Deciding which data needs to be recovered first during a crisis can be tricky. But Snap-on's Biland points out that data and systems related to transactions and cash flow usually rise to the top of the list. "You have to take a cold, hard look at where the cash is being generated," he says. "For non-mission-critical systems, the recovery time is longer." At Snap-on, contingency plans provide for quick restoration of systems that accept orders; pick, pack, and ship products; and bill dealers. Noncritical systems such as decision-support and accounting applications that don't have a direct impact on customers are lower priority.

IT and business managers often see things differently when it comes to business-continuity planning. While nearly half of corporate managers say it's a collaborative venture, only a third of IT executives concur. "In a lot of cases, business management forgets they have to do anything," says Jamie Bachant, manager of corporate disaster-recovery services at Lockheed Martin Enterprise Information Systems, the Denver IT arm of Lockheed Martin Corp. "They assume that if the computer's up and running, everything is hunky-dory."

Bachant wants business managers to be more proactive in developing the contingency plans that directly affect their operations and in challenging solutions proposed by IT managers. For example, Bachant's team might suggest a plan that gets certain systems up and running within 72 hours of a disaster. "They say it's OK, when they really needed 24 hours," Bachant says. "It's a holdover from the glass-house days when people felt IT would take care of them." With that in mind, Bachant has asked top executives from each of Lockheed's five business units to work with his disaster-recovery team to keep management and IT in step with each other about the company's preparedness.

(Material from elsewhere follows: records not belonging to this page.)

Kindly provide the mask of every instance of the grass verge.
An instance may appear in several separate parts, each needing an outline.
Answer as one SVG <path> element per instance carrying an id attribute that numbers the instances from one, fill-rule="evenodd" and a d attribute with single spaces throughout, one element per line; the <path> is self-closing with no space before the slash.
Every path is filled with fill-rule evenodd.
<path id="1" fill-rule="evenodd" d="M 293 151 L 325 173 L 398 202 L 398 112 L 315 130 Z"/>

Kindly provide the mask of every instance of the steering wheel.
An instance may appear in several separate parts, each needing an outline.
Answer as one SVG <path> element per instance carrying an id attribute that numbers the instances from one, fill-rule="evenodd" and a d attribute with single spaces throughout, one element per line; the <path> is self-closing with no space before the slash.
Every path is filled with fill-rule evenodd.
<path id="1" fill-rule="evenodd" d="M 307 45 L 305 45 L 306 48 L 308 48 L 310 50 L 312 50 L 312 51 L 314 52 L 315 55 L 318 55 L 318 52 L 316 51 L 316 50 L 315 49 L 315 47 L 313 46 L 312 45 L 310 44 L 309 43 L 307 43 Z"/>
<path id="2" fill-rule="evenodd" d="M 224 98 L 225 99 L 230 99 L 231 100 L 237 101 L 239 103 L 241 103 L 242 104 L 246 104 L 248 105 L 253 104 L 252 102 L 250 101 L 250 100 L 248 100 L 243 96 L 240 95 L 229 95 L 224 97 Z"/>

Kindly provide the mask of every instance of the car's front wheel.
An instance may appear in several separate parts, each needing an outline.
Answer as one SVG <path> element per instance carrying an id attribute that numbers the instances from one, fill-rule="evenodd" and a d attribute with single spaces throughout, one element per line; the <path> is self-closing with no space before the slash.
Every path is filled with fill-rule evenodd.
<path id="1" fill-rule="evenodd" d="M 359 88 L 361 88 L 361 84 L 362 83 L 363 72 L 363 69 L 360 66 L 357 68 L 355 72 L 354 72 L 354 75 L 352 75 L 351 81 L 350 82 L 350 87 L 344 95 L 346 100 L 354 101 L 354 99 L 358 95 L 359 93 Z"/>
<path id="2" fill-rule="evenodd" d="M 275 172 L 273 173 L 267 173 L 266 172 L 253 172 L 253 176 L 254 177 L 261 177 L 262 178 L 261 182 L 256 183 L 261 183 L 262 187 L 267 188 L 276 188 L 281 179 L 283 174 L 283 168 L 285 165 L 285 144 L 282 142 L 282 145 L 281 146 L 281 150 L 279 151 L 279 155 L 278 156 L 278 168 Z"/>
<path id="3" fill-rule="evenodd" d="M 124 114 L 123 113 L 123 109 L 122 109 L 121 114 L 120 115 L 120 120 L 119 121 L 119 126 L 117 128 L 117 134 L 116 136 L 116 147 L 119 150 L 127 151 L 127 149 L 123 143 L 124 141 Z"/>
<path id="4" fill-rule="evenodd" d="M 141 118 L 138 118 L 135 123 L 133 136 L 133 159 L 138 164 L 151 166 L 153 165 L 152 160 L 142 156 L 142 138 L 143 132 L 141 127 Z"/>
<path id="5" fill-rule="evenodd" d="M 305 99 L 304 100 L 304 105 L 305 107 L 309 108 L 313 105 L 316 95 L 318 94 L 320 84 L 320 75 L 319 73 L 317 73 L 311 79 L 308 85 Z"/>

One way to boost collaboration between business managers and IT is to establish action groups that include both. The idea isn't new; a number of companies have grouped business managers with IT staffers to ensure IT systems deliver what the business needs. Yet, only 2% of the 250 companies surveyed say that a joint IT-business committee has ownership of their companies' continuity program.

Not everyone thinks the lack of a formal joint committee for such planning means there's no cooperation. One such company is Group Health Inc., the largest not-for-profit health insurer in New York, with 2.4 million subscribers and annual premiums of $1.6 billion.

Ownership, creation, and maintenance of Group Health's disaster-recovery program rests squarely with the IT department, but others are involved. Chief operating officer Donna Lynne determines the order in which systems will be restored in the event of an emergency. Assistant VP Art Louise, who oversees disaster recovery and facilities management for the insurer, meets at least every other week with the company's risk manager, Laura Wolf, to discuss business-continuity planning. All departments designate a middle manager to actively plan and participate in semiannual testing of the Manhattan company's disaster-recovery plan.

"Senior management made it very clear that disaster recovery is a corporate issue," Louise says. "It's not an individual business-unit issue. Everybody succeeds or everybody fails."

Phil Bloodworth, global partner in charge of business-continuity planning at PricewaterhouseCoopers, understands why business managers look to IT as the leader in contingency planning. "Historically, IT was way out in front of the curve. It understood the need to back up and recover systems," he says. "That's not new; it's been done for years." But, as computing has been decentralized and distributed, the ownership of business-continuity plans is shifting to the business manager. "IT is now the facilitator, not the driver, of business-continuity planning," Bloodworth says.

Only 12% of survey respondents say IT "owns" their business-continuity plan, but 32% say IT maintains it. More than 40% place the ownership of business-continuity planning with corporate executives. Merrill Lynch & Co., the New York financial-services company, created a business post-director of global contingency planning-to oversee business continuity. The job is held by Paul Honey, who politely refers a visitor to someone else if the question is about technology.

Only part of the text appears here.